PHOTO HUGO-SÉBASTIEN AUBERT, LA PRESSE

Les auteurs Daniel Thibault et Isabelle Pelletier

Un projet de cœur

En 1989, fraîchement sorti de l’École nationale de l’humour, Daniel Thibault collaborait au spectacle de Daniel Lemire. De son côté, Isabelle Pelletier travaillait comme hôtesse à TQS. Deux ans plus tard, leurs routes se croiseraient, tant professionnellement que personnellement.

Isabelle Pelletier parle avec passion de Désobéir, qu’elle décrit comme « un projet de cœur ». « On est parents de quatre enfants, souligne l’auteure avec émotion. La famille, c’est une valeur cardinale pour nous. J’avais le même âge qu’elle [Chantale Daigle] quand je suis tombée enceinte de Gabriel, mon premier. On était très jeunes. Je n’étais pas sûre d’être capable… J’ai appelé pour prendre un rendez-vous, parce que j’avais le choix. En fin de compte, j’ai choisi autre chose que Chantale, mais l’important, c’est que j’avais le choix. D’entendre cette histoire, d’être témoin du renversement de Roe c. Wade aux États-Unis l’été dernier, d’observer la montée du masculinisme… En tant que femme, tu fais : “Woa. Ce n’est jamais fini. Ce n’est jamais fini.” Qu’est-ce que moi, je peux faire, à mon échelle ? Je peux juste raconter cette histoire, qui est une très bonne histoire. Une histoire haletante. »

Désobéir : le choix de Chantale Daigle a beau avoir été une « très belle expérience d’écriture » d’une durée de trois ans, le travail n’a pas toujours été facile.

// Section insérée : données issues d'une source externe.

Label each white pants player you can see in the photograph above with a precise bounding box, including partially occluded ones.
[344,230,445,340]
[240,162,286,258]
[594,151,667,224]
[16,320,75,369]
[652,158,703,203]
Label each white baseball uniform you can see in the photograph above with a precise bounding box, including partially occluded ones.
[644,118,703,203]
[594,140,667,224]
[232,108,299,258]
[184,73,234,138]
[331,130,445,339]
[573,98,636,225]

Isabelle Pelletier se souvient notamment d’un blitz d’écriture de 17 heures particulièrement ardu, au cours duquel elle s’était sentie bloquée. Épuisée, elle avait cherché du courage auprès d’une image de Chantale Daigle qu’elle conservait près d’elle.

YAN TURCOTTE, PHOTO FOURNIE PAR CRAVE

Image tirée de Désobéir : le choix de Chantale Daigle

Je regardais la photo, je braillais et j’étais comme : “C’est pour toi que je fais ça !” C’était quelque chose.

Isabelle Pelletier

Isabelle Pelletier admet avoir pleuré à quelques reprises durant l’aventure, notamment d’entrée de jeu, lorsque les producteurs Sophie Lorain et Alexis Durand-Brault leur ont exposé leur projet, qui émanait de l’auteure et réalisatrice Gaëlle D’Ynglemare.

« Avec notre horaire, on n’était pas certains de pouvoir faire le travail, mais on s’est dit qu’il fallait le faire. »

Après cinq saisons de Ruptures, les prolifiques auteurs souhaitaient s’éloigner des « shows d’avocats », mais puisqu’ils avaient développé une « certaine expertise » en matière de sagas judiciaires, refuser l’offre leur paraissait impensable.

« On s’est senti une responsabilité, ajoute Daniel Thibault. Parce que c’est une histoire qui méritait d’être racontée. »

Le fil rouge

De leur propre aveu, Isabelle Pelletier et Daniel Thibault étaient empreints d’une belle naïveté au départ du projet.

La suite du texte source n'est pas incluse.